In politics, the base is everything… and Hillary Clinton is losing hers.

Suddenly, in the Potomac Primaries this week, Clinton started to lose advantages she'd held up until this point among groups like women, whites, older and working-class voters. It's an ominous sign, and if it continues her dreams of being the next president could be doomed.

Exit polls show that Clinton is losing ground with groups that have been strongholds of her support. In Virginia and Maryland, she got the backing of only about four in ten women and three in ten men. She got the votes of 45% of people 65 and over and just more than one-third of people earning less than $50,000 a year or with high school degrees or less.

Obama won huge margins among African-Americans, young voters, higher income and better educated voters, and that didn't leave Senator Clinton anywhere to turn for support. Thus the lopsided victories for Obama. If this trend continues in the upcoming primaries in Texas and Ohio, it's pretty much over.

Meanwhile, a Time Magazine piece asks the question: "Is it too late for Hillary?" It explains how the Clinton campaign was built on inevitability, calling it "a haughty operation so confident it would have the nomination wrapped up by now that it didn't even put a field organization in place for the states that were to come after the megaprimary on February 5."

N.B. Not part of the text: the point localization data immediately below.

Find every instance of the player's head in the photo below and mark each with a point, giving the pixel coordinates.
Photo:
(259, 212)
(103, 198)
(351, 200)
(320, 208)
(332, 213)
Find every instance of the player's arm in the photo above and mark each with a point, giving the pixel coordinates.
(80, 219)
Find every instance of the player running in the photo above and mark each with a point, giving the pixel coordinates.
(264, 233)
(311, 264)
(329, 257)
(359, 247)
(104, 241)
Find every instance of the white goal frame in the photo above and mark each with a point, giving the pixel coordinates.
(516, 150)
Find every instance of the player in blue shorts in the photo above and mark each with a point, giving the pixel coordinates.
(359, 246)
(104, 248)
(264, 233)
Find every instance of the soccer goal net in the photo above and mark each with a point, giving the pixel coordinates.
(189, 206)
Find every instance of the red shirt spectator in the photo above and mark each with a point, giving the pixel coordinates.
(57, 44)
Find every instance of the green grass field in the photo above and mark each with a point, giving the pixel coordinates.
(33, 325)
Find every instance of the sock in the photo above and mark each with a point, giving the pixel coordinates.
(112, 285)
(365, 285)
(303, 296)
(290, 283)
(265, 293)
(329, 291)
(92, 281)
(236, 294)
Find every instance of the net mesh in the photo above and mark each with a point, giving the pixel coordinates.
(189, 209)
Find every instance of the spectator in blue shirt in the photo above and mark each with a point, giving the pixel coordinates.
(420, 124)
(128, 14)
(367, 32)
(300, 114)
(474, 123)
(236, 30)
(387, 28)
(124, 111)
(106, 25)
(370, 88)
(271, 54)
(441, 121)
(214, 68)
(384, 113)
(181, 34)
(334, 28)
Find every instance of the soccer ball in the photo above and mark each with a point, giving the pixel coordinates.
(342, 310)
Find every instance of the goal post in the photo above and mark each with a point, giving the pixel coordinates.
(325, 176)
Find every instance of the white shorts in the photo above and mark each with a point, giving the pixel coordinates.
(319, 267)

The article says while Clinton was busy running as a "pseudo incumbent", Obama seized on the theme of change and built a fundraising and ground operation that has topped Clinton's in almost every way.

Here’s my question to you: Why has Hillary Clinton suddenly started to lose her advantages among women, whites, older and working-class voters?

Interested to know which ones made it on air?

Fred from New York writes:
Just look at South Carolina and you could see the worst Clinton elements surface. The public has responded in kind, with rejection. The large states she won, N.Y., California, etc., are attributed to great organization and hard-core, loyal devotees, a throwback to machine old-time politics. The Clintons’ mythology has now been exposed and destroyed. Everyone, including the committed superdelegates, will bail out.

Chris from Greensburg, Pennsylvania writes:
The reason Hillary is losing her base, if she is, is because the media keep pushing and pushing hard for their candidate, Barack Obama. Every time I turn on the news, all I hear is what a loser Hillary is and what an inspiration Obama is. Can I ask: what does he inspire everyone to do, specifically? Since Obama doesn't answer in specifics, don't count Hillary out.

David writes:
I think there are two answers here. The first is that as Obama has become better known, voters who'd identified as Clinton supporters have been convinced by Obama's rhetoric. It seems clear that the longer he's out there on the trail, the better he is known, the better are his fortunes. I also believe that voters in those 'contested' blocs–minorities, lower-income voters, etc.–have been turned off by the campaign tactics of the Clinton machine–marginalizing Obama as the 'race candidate,' Hillary's self-donation of $5 million dollars to the campaign, etc. None of this has been consistent with her message, and I think people are taking notice of that.

Andy writes:
I feel people are seeing Hillary for what she is. A power-hungry monger who is staying with her philandering husband to promote her future plans. I don't trust her and I feel Obama is seen as a more trust-worthy alternative with a good family who would make a good president.

Adam from Canada writes:
Didn’t you Americans have a revolution 200+ years ago because you were sick of dynasties?